One day she saw a photo on line. It caught her, bounced her up out of her chair and tossed her back against the furthest wall. She didn’t know why. As the raging storm settled, she dared to look again. It was a photo of a lake, like the ones her family lived on through her High School years. Memories flooded in, of her mom walking with her and Bill. He was her first love. She’d never told her husband that is why she insisted they name their son Bill. Ted was earlier and Bill was everything to her, and then nothing but pain.
The love, the wonders, the fights, the break up and unequaled pain and chaos of life for months in her senior year in High School. She’d met her first husband, Greg, at a grad party and escaped into his life, but he turned out to be abusive and unfaithful. She stuck it out with him longer than she should have. He should have been in the car accident instead of her 2nd husband, Roger, and her kids should not have been there at all. But Greg would not bring the kids back after their visitation time with him, so Roger and Janet had gone to pick them up … and the drunk driver who rear ended them into the oncoming train brought them all to an end. Except Janet sort of survived in the storm of nothing remembered, loved or lost.
That weekend when her son came to visit, he brought his two grown children with him and their spouses and their little kids … and Bill said he had a surprise for her.
Her Bill from senior year in High School walked in and time stood still. He an old man. She an old woman in a rocker with her family all around. And she remembered before he spoke that she was the one who broke up with him because he would not marry her. She’d buried that for years through all that pain that it brought.

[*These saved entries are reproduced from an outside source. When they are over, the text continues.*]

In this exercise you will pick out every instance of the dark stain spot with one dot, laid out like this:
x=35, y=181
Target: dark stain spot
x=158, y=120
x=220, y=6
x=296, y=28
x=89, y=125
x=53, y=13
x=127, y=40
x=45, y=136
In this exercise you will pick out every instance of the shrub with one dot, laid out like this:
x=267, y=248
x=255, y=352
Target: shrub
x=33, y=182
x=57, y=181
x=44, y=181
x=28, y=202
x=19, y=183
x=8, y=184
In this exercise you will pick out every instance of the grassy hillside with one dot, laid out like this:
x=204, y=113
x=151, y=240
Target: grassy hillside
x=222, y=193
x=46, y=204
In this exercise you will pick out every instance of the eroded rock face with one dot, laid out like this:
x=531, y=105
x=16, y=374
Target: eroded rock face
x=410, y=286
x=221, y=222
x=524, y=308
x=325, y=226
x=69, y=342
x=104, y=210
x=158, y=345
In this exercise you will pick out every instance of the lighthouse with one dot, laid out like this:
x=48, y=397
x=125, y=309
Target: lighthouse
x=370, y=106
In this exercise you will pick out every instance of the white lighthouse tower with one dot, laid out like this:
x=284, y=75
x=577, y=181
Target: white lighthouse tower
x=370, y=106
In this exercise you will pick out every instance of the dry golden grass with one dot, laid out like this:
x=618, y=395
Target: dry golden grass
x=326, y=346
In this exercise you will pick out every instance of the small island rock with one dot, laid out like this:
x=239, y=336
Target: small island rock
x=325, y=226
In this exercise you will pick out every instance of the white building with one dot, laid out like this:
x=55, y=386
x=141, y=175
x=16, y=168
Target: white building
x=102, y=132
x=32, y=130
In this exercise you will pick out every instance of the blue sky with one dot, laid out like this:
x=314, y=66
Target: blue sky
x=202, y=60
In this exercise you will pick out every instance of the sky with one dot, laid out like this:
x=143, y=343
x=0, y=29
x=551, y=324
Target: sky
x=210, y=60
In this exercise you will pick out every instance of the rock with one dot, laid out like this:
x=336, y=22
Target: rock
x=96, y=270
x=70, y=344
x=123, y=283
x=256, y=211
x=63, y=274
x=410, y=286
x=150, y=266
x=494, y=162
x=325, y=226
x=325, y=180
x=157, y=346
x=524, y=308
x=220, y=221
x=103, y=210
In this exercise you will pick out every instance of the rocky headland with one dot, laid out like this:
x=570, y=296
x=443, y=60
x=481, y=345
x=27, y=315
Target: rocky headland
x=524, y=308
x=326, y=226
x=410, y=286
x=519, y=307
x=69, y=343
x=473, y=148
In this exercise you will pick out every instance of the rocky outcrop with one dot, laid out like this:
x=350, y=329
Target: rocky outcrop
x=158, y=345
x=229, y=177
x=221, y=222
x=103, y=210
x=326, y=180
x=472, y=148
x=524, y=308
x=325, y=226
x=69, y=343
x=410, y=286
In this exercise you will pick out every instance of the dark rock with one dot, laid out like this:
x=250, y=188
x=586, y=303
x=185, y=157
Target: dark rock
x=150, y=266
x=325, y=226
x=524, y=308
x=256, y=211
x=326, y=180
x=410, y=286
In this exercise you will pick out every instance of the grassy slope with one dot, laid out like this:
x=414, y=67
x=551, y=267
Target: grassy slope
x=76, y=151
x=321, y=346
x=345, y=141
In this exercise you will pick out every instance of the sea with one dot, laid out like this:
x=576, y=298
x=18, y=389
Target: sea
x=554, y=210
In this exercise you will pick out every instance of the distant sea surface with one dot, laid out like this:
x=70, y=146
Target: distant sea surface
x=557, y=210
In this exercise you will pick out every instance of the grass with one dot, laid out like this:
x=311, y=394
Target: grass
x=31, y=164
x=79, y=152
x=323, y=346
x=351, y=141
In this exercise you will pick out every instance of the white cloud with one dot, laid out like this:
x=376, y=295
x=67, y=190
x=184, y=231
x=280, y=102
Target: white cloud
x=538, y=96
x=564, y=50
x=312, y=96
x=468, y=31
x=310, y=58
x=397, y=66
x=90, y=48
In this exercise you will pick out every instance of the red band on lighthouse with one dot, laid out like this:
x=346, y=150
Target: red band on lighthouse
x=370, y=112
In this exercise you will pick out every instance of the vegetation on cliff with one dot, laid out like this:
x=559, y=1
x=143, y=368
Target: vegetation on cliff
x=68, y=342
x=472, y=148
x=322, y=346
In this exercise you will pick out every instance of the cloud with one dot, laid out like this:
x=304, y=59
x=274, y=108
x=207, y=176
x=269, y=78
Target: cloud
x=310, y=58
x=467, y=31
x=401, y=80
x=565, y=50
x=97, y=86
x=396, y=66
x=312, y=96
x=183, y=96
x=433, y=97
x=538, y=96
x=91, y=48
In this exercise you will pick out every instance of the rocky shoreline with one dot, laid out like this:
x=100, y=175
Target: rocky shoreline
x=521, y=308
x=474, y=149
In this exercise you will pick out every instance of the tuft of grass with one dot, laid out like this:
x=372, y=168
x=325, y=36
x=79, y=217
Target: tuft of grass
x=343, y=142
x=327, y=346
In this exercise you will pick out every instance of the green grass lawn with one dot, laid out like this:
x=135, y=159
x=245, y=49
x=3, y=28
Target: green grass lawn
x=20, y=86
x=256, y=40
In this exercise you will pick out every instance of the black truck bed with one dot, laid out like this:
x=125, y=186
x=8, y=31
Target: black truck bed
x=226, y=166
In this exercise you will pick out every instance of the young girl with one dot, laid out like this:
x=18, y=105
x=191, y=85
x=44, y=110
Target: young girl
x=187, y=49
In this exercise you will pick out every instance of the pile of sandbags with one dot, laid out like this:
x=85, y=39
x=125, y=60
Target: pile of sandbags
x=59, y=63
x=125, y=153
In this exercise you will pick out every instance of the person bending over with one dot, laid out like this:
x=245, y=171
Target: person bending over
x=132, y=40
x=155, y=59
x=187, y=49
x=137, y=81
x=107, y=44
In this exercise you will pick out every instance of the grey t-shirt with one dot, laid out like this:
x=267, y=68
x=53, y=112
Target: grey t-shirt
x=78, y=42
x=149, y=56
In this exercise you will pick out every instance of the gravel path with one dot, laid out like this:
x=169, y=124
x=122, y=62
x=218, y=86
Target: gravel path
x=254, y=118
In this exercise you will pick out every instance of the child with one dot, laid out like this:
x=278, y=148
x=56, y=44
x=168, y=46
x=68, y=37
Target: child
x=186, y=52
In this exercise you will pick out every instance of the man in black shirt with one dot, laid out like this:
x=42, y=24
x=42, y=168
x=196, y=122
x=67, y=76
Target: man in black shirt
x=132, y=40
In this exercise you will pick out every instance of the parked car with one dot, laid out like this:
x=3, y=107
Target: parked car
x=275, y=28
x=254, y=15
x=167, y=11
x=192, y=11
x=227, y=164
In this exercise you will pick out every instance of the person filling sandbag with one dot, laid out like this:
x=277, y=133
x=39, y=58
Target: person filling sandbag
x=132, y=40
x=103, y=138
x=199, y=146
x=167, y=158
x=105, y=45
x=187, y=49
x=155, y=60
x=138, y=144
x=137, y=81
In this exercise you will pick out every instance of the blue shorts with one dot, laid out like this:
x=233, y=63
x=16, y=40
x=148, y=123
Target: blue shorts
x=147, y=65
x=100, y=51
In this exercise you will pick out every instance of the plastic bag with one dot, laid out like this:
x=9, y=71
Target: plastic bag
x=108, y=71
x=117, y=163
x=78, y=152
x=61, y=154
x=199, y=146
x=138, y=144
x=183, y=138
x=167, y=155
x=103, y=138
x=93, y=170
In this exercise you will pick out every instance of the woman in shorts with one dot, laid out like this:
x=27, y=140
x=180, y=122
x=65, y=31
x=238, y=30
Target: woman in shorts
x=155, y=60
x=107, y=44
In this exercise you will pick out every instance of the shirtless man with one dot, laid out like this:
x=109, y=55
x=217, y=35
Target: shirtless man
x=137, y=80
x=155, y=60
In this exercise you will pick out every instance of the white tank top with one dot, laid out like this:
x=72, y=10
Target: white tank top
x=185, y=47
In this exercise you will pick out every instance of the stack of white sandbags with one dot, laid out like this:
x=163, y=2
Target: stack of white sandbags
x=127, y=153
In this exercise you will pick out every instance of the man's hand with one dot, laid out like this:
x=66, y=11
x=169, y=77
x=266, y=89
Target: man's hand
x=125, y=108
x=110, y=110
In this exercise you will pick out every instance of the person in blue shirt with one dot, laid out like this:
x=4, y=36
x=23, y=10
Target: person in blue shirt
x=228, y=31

Her family talked. Bill talked. Janet sat stunned, quiet. Then Bill’s family, all ten of them came in. His wife had died decades ago. He walked with a limp, turns out from a surgery that was not quite successful. His grandchildren and great grandchildren danced and played and mingled with her children’s children.
Her son put some music on, one of her favourite waltzes. He danced with his wife. Then Bill asked Janet to dance. She caught a glimpse of herself in the mirror, smiling for the first time in so long.
Today, may the wisdom of God be yours, that you may dance and smile and remember all that God has shared with you, the sorrows and the joys, as the water laps on the shore of the waters of memories.